The plan creates at most three safe Democratic districts out of 15 new U.S. House seats in a state where voters are split roughly 54% Republican, 46% Democratic. The nonpartisan Princeton Gerrymandering Project gave the map an F grade.
The map divides populous Cuyahoga and Hamilton counties — the respective homes to Cleveland and Cincinnati and their concentrations of Democratic voters — three ways each. Franklin County, home to Columbus, is divided two ways. It also draws the western Cleveland suburbs in Lorain County into a district that stretches to the Indiana border, a nearly 3-hour drive.
State Rep. D.J. Swearingen, a Republican, defended the map as fair, constitutional and not unduly favoring either political party or its incumbents.
Swearingen reiterated the position of sponsoring Sen. Rob McColley, a Republican who’s been arguing in hearings since the map’s latest iteration was released late Monday that the final plan is superior in competitiveness and captures the spirit of what voters asked for in a 2018 constitutional amendment.
“If you have the right candidate on the right issues, you can win a competitive district,” he said. “Whereas, the Democratic map that was offered in the House offered a determined outcome.”
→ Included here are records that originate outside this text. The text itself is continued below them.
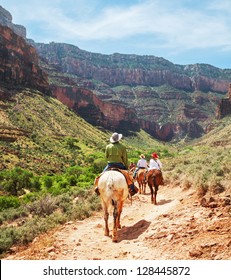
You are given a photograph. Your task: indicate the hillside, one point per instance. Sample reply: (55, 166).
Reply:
(58, 108)
(168, 101)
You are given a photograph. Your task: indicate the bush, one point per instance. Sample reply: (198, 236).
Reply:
(16, 180)
(43, 207)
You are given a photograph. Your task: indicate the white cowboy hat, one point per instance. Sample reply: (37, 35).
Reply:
(115, 137)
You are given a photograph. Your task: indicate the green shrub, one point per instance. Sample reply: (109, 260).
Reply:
(16, 180)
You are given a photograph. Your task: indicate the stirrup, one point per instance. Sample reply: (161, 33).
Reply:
(97, 190)
(132, 189)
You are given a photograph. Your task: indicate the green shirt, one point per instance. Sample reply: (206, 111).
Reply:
(116, 152)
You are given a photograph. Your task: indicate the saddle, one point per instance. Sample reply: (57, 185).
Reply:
(126, 174)
(156, 175)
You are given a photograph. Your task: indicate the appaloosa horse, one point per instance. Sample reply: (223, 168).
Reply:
(113, 190)
(141, 180)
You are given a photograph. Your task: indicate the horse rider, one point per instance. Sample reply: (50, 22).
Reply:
(141, 164)
(154, 162)
(116, 155)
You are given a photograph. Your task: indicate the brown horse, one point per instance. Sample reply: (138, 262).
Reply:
(141, 179)
(154, 178)
(113, 191)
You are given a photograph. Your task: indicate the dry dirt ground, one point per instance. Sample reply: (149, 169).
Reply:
(180, 226)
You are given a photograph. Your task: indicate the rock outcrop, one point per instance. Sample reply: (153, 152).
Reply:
(168, 101)
(118, 92)
(6, 20)
(19, 62)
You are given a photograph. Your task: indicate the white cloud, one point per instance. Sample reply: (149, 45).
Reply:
(169, 25)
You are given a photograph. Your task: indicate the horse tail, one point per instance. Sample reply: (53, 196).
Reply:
(109, 188)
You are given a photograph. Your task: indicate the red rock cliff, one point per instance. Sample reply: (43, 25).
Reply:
(19, 62)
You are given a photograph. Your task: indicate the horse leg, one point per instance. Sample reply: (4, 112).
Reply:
(120, 207)
(151, 191)
(140, 187)
(155, 193)
(115, 224)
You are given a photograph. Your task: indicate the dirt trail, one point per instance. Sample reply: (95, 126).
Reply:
(179, 227)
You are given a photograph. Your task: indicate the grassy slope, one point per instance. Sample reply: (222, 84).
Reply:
(57, 138)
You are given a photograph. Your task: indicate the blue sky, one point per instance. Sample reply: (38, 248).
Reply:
(182, 31)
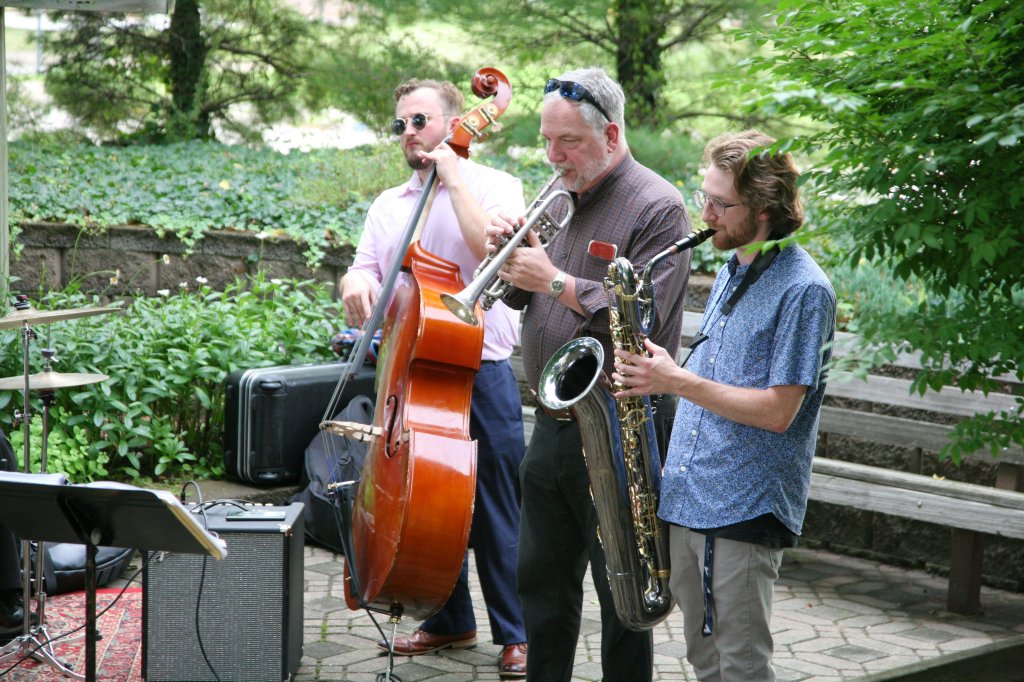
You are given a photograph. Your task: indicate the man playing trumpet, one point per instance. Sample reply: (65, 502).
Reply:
(425, 113)
(630, 208)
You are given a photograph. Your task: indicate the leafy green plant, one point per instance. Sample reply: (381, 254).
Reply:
(162, 411)
(187, 189)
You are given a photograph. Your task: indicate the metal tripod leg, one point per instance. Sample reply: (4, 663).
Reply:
(34, 641)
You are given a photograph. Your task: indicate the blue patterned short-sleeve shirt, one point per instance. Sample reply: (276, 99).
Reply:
(719, 472)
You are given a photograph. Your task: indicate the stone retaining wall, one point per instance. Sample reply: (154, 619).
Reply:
(54, 255)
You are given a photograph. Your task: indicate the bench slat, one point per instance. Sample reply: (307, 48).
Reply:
(897, 392)
(921, 483)
(901, 432)
(921, 506)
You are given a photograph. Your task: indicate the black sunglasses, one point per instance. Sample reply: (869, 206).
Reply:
(576, 92)
(419, 122)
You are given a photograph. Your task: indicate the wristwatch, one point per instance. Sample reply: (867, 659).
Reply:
(557, 286)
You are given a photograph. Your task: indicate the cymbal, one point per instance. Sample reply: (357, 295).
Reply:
(19, 317)
(47, 381)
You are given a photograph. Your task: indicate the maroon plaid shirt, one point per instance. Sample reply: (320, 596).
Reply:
(642, 214)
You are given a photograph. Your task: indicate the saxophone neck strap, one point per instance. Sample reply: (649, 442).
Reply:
(761, 263)
(758, 267)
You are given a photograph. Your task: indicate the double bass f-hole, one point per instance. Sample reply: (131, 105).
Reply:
(391, 415)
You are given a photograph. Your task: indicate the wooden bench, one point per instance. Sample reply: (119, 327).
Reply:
(970, 510)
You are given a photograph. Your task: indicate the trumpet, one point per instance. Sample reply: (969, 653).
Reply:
(486, 286)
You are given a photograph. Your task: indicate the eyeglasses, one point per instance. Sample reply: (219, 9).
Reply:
(576, 92)
(718, 207)
(419, 122)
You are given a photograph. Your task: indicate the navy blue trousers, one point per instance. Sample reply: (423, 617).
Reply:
(496, 424)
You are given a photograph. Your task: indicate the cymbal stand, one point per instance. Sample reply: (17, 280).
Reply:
(34, 640)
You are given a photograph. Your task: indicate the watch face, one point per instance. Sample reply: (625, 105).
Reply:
(557, 286)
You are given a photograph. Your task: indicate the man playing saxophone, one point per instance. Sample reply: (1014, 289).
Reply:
(736, 477)
(629, 208)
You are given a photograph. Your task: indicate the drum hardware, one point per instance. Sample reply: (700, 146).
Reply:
(34, 640)
(49, 380)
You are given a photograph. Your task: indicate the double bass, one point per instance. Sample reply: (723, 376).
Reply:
(412, 511)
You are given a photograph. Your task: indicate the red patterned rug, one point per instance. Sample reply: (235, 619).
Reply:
(119, 650)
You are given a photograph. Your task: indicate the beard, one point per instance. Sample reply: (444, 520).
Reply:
(584, 174)
(413, 159)
(742, 235)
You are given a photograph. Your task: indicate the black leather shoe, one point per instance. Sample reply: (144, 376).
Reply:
(11, 610)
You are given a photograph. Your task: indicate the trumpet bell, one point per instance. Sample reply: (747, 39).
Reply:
(462, 306)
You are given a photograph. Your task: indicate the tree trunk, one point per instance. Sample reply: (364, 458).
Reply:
(640, 29)
(187, 66)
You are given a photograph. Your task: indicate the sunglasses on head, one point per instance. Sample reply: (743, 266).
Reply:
(419, 122)
(576, 92)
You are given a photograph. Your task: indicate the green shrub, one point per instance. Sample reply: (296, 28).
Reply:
(162, 411)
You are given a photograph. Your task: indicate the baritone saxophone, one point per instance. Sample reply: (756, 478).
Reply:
(620, 444)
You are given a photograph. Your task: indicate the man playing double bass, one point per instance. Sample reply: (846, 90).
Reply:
(624, 204)
(426, 112)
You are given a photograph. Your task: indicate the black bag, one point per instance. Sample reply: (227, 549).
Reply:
(270, 413)
(332, 459)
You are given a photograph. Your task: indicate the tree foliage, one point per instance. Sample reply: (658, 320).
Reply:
(920, 113)
(361, 64)
(633, 37)
(233, 64)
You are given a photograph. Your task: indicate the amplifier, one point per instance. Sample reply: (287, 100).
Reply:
(248, 607)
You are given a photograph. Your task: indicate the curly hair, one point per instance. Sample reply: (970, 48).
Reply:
(452, 99)
(766, 180)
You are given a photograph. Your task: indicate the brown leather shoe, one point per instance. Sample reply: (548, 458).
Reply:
(513, 661)
(423, 642)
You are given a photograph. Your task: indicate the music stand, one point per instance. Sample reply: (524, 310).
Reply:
(101, 514)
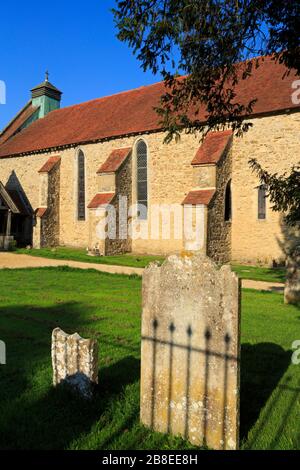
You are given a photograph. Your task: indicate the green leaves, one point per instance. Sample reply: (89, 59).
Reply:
(206, 40)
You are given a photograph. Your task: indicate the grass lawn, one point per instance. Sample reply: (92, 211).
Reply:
(78, 254)
(258, 273)
(107, 307)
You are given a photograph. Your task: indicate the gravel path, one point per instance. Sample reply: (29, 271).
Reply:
(13, 261)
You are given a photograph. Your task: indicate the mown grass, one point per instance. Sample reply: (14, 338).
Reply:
(108, 307)
(256, 273)
(79, 254)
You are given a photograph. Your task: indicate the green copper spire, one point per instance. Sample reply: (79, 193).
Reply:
(46, 97)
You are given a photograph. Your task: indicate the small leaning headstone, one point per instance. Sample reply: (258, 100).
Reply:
(74, 361)
(190, 360)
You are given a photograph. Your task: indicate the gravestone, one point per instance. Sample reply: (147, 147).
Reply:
(191, 351)
(74, 361)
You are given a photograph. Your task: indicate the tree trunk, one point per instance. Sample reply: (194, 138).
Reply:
(292, 250)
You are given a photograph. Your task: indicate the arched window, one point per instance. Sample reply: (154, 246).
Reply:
(80, 185)
(142, 178)
(227, 213)
(261, 203)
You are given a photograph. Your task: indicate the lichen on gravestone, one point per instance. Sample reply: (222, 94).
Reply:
(190, 361)
(74, 362)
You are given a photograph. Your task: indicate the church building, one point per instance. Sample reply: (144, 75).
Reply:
(62, 168)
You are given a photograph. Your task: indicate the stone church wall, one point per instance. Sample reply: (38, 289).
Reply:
(50, 223)
(219, 230)
(274, 141)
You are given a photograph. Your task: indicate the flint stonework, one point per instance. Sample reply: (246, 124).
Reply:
(191, 351)
(74, 361)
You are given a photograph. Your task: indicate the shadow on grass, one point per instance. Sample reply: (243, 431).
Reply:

Swearingen criticized national groups, including the National Democratic Redistricting Committee backed by former Attorney General Eric Holder, for interjecting themselves into Ohio’s process.
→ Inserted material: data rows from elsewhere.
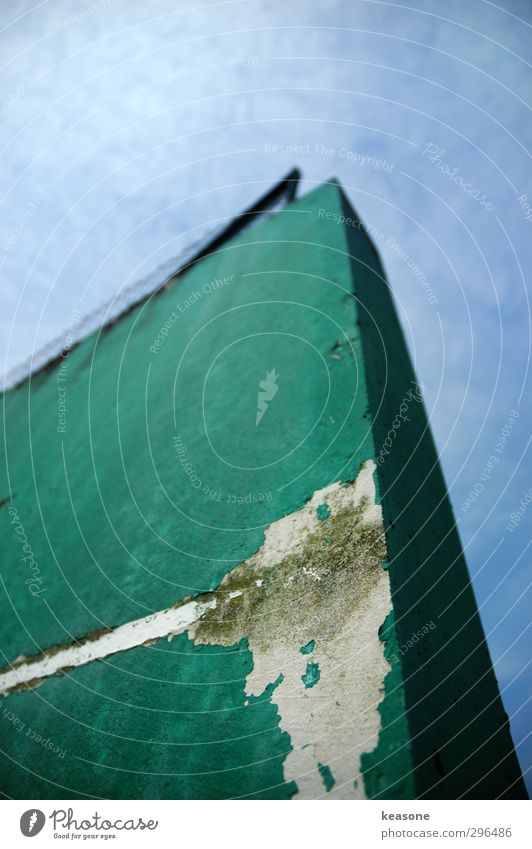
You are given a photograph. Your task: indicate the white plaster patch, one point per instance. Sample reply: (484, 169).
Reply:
(332, 722)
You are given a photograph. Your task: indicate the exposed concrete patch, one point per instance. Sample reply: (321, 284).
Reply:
(315, 581)
(316, 586)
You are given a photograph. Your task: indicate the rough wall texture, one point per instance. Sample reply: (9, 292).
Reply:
(222, 443)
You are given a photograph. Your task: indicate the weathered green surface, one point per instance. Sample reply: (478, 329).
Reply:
(162, 482)
(155, 722)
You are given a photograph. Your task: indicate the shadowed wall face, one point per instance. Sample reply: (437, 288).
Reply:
(223, 442)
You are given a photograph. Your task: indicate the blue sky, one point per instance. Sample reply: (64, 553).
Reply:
(129, 129)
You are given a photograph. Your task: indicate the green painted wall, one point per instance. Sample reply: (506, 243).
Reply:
(159, 482)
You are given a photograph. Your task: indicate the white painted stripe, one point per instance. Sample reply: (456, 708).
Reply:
(164, 623)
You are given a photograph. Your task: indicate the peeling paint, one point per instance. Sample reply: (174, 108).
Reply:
(327, 776)
(31, 672)
(311, 675)
(315, 586)
(309, 648)
(336, 720)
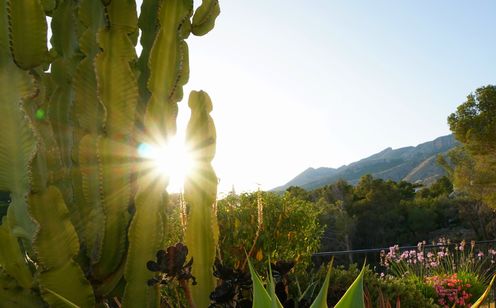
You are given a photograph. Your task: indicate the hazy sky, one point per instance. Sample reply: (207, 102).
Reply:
(299, 84)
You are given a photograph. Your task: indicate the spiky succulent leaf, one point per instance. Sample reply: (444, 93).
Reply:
(321, 299)
(353, 297)
(56, 244)
(200, 191)
(204, 17)
(28, 31)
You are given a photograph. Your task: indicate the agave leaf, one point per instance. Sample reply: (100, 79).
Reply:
(484, 295)
(56, 244)
(63, 299)
(321, 299)
(272, 290)
(353, 297)
(28, 33)
(204, 17)
(261, 297)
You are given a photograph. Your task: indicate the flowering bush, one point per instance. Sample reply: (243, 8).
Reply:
(450, 290)
(444, 258)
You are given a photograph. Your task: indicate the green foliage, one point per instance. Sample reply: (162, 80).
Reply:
(81, 212)
(289, 229)
(200, 194)
(378, 291)
(353, 297)
(475, 163)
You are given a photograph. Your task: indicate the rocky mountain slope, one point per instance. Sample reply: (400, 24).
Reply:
(413, 164)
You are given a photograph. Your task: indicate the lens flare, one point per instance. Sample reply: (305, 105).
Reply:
(172, 160)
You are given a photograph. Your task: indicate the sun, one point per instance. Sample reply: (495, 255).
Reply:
(171, 159)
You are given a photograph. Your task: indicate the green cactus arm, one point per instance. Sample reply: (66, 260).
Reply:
(18, 145)
(88, 110)
(146, 235)
(65, 42)
(92, 213)
(117, 83)
(49, 6)
(169, 66)
(116, 193)
(12, 259)
(56, 244)
(28, 32)
(200, 192)
(13, 296)
(204, 17)
(148, 24)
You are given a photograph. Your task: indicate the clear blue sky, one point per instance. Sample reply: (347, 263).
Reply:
(323, 83)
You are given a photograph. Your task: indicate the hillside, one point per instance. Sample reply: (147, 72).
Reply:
(413, 164)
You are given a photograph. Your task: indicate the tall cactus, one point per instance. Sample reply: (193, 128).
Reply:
(85, 215)
(200, 192)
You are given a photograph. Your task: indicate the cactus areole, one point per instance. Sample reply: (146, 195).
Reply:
(83, 152)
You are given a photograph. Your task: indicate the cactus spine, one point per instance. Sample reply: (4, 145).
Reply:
(84, 219)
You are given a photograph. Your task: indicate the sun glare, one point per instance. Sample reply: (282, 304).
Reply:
(171, 159)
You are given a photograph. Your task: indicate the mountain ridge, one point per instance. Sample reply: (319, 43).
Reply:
(411, 163)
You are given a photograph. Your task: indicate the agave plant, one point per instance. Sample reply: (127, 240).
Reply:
(85, 211)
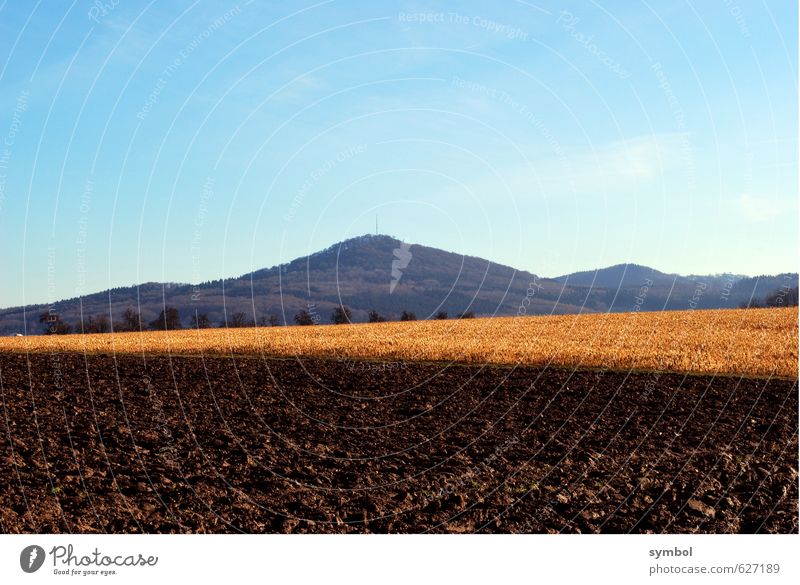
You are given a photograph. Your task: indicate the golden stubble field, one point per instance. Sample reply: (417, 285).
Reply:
(754, 342)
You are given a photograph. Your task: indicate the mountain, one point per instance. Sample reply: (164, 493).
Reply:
(621, 275)
(384, 274)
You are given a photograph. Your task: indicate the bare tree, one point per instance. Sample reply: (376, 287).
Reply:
(238, 319)
(167, 320)
(200, 321)
(375, 317)
(303, 317)
(54, 324)
(131, 320)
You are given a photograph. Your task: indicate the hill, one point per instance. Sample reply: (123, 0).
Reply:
(382, 273)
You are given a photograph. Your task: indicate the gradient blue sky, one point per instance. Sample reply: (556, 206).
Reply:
(148, 142)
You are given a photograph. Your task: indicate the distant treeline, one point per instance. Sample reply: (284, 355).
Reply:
(169, 319)
(783, 297)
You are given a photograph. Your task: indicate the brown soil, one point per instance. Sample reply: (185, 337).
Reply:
(134, 444)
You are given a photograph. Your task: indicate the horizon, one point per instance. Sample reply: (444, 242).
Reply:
(189, 143)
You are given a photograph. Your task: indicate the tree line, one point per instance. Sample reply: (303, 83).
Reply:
(783, 297)
(169, 319)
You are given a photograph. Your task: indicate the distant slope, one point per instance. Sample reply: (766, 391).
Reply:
(383, 274)
(622, 276)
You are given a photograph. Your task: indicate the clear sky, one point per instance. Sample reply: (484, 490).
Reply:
(187, 141)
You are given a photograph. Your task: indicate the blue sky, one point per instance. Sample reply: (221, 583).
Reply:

Democrats, meanwhile, blasted the Republican-led map-drawing process as unfair, partisan and cloaked in secrecy.
“The legislators and the redistricting commission have failed the people miserably and should be ashamed of themselves,” said Democratic state Rep. Paula Hicks-Hudson, the former mayor of Toledo, ahead of the House’s 55-36 vote. “You did not deserve our votes, and you do not deserve our respect.”
The Senate approved the bill Tuesday, about 16 hours after the new map was released.
Under a new process established under a popular 2018 constitutional amendment, creating a 10-year map — the ideal — would have required robust Democratic support. Without it, the plan will last only four years.
That is, if DeWine signs it and it withstands an almost certain court challenge. Fair Districts Ohio, a coalition of voting-rights groups and labor organizations, called on him to strike down the bill.
“The Buckeye State was supposed to be the poster child of bipartisan, transparent redistricting,” said Jen Miller, executive director of the League of Women Voters of Ohio, a member organization. “Instead, Ohio leaders have disrespected voters, trampled the Ohio Constitution and rigged the congressional map to serve partisan, political operatives rather than fairly represent Ohioans.”
A spokesman for DeWine said that he had been briefed on the redistricting process but would likely not comment until a vote was taken and he had physically received the bill.
States must redraw their congressional districts every 10 years to reflect new population numbers. Under this year’s U.S. Census results, delayed due to the coronavirus pandemic, Ohio lost one seat in Congress starting next year — taking it from 16 to 15.
State Rep. Bill Seitz, a Cincinnati Republican, pointedly took on Democrats during Thursday’s floor debate, suggesting perhaps it’s their party leadership and not the map that’s holding their candidates back. He questioned their cries of unfairness as disingenuous.
“There’s been enough hypocrisy around this issue to fill a Texas-sized outhouse,” he said.